Click here to view the next lesson.

Chapter 4: Training LLMs from Scratch

Practical Exercises – Chapter 4

These exercises help you put into practice the fundamentals of LLM training pipelines: data preparation, scheduling, distributed infrastructure, and cost-awareness.

Exercise 1 – Data Cleaning

Task: Write a function that removes HTML tags and normalizes whitespace in a text string.

Solution:

import re

def clean_text(text):
    # Remove HTML tags
    text = re.sub(r"<[^>]+>", " ", text)
    # Remove extra spaces
    text = re.sub(r"\s+", " ", text)
    return text.strip()

sample = "<p>Hello,   world!</p>   This is <b>messy</b> text."
print(clean_text(sample))
# Output: "Hello, world!

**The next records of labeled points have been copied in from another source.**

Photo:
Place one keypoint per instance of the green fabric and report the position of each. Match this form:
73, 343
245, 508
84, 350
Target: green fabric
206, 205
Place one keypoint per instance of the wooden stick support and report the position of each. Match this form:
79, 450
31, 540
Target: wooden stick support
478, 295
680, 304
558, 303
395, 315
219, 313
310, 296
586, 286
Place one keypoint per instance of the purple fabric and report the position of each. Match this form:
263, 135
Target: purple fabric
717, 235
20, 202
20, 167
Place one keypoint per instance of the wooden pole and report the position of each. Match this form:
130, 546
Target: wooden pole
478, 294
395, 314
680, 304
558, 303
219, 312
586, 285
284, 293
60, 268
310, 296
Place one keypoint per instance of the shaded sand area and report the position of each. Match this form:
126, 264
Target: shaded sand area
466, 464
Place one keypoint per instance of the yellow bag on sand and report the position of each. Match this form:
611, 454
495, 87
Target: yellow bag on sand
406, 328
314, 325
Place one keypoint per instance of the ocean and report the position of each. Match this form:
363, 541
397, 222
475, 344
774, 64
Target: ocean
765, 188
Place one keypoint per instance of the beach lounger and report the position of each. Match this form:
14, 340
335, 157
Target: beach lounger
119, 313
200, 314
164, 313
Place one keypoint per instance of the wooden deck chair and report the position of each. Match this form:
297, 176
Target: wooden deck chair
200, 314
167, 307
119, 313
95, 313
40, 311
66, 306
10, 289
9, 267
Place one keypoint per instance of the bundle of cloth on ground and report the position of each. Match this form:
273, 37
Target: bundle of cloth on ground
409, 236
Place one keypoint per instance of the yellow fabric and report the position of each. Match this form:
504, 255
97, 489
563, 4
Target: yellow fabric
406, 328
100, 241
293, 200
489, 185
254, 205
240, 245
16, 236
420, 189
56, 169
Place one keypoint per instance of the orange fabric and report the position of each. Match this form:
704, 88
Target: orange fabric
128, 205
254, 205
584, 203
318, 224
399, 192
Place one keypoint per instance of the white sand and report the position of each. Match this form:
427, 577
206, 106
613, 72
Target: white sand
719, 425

This is messy text."

Exercise 2 – Deduplication with MinHash

Task: Use MinHash to detect near-duplicate documents in a small dataset.

Solution:

from datasketch import MinHash, MinHashLSH

def get_minhash(text, num_perm=128):
    m = MinHash(num_perm=num_perm)
    for word in set(text.split()):
        m.update(word.encode("utf8"))
    return m

docs = [
    "The cat sat on the mat.",
    "The cat is sitting on the mat.",
    "A completely unrelated document."
]

lsh = MinHashLSH(threshold=0.8, num_perm=128)
for i, d in enumerate(docs):
    lsh.insert(f"doc{i}", get_minhash(d))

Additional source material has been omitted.